BWT Construction and K-mer Counting
Over the last few weeks, we have been going through the algorithms of various BWT construction and k-mer counting methods, and came to realize that they are two sides of the same coin. That means the two communities can mutually benefit from the improved algorithm/tools developed by each other. Our insight is not novel, because Tallymer, a k-mer counting program from earlier generation used suffix arrays and LCP arrays to perform k-mer counting in a genome.
Let us quickly explain the equivalence. Suppose you like to construct the BTW of a small word - JAMES$ . That is very easy to do, because you have go through the increasing order of letters and then pick the letter right in front of them. For example, $ is the smallest letter. So, our BWT will start with S, which precedes $ immediately. A is the next small letter. So, S in BWT will be followed by J, which precedes A. Following in that order, you get to SJM$AE .

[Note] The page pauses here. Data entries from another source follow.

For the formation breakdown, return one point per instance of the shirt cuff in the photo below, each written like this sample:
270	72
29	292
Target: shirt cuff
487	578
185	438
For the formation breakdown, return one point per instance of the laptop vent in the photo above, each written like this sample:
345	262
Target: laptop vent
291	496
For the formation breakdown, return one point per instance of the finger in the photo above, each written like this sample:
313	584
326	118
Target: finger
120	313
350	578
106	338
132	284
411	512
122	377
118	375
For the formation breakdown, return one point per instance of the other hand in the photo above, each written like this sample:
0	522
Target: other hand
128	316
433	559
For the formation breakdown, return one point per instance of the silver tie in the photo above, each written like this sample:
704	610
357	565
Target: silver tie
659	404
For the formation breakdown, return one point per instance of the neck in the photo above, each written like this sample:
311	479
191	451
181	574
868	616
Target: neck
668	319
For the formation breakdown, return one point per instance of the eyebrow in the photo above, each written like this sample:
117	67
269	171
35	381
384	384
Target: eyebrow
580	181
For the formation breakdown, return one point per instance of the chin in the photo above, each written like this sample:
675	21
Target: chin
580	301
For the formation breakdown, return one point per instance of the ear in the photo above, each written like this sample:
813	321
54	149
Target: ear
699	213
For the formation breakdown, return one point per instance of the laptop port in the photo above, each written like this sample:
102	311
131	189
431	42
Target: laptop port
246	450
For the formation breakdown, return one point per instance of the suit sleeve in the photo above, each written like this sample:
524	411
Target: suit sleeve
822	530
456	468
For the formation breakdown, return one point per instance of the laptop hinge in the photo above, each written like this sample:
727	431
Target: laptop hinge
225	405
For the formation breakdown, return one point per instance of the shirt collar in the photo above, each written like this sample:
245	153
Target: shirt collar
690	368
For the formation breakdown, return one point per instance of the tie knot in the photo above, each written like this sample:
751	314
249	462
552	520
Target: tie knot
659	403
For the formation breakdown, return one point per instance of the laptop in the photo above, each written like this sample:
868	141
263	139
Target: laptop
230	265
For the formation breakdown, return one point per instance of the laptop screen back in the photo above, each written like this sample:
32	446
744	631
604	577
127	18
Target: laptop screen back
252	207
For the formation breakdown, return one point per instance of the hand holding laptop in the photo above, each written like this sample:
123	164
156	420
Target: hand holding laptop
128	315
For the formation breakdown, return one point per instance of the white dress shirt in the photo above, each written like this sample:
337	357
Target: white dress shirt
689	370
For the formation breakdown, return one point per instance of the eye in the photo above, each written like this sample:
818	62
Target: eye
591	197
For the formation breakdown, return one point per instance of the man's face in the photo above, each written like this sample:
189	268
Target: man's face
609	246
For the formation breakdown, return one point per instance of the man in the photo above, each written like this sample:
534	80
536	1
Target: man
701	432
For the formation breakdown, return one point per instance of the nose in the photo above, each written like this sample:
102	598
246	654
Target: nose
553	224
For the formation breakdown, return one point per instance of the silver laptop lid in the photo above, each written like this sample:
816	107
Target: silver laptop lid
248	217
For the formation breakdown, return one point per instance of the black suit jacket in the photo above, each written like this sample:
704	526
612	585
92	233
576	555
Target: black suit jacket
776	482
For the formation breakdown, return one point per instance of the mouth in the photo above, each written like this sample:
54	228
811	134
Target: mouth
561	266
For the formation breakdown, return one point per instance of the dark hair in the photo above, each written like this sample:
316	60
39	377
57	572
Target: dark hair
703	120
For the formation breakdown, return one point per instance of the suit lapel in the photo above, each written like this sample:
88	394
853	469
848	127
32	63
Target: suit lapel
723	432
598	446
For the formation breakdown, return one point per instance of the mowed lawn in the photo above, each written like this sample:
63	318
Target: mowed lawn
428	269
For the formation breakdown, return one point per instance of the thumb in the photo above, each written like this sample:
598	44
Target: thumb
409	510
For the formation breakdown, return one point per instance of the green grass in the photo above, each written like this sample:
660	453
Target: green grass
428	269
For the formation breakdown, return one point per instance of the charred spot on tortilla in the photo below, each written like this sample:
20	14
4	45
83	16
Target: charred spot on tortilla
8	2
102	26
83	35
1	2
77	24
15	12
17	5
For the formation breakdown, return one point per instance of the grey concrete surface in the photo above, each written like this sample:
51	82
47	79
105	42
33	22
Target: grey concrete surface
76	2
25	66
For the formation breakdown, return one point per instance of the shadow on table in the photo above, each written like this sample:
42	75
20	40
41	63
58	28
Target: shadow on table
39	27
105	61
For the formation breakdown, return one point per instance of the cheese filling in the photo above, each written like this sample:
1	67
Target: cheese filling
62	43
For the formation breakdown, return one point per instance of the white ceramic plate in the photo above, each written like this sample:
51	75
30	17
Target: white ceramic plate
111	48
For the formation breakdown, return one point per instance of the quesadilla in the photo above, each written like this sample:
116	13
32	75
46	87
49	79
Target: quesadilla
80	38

How about a more complicated word - ONION$ ? In this case, we have two Os and cannot proceed in the same way by ordering letters. However, we can take the 3-mers and follow the same formula, because all 3-mers are unique. Smallest two-mer is $ON. Therefore, the BWT starts with N, which precedes $. The next 2-mer is ION. So, N will be followed by N, which precedes N. Continuing in that manner, we can compute the BWT as NNOOI$.
The same method can be used for any large string as long we can define a k-mer size so that all k-words become independent. But is it necessary for all k-mers to be independent? What if that k-mer size is 10,000, because a genome has a 10Kb block that is duplicate? Actually, one can find the BWT from a much smaller k-mer size and infer the positions of letters preceding all unique k-mers based on k-mer count. Then a small set of duplicate k-mers need to be resolved by going to higher k-values.
Jared Simpson’s SGA algorithm uses BWT/FM construction and string graph traversal as two major steps. Given the equivalence of BWT construction with k-mer counting and string graph with de Bruijn graph, SGA algorithm is essentially similar to any dBG algorithm despite its apparent dissimilarity.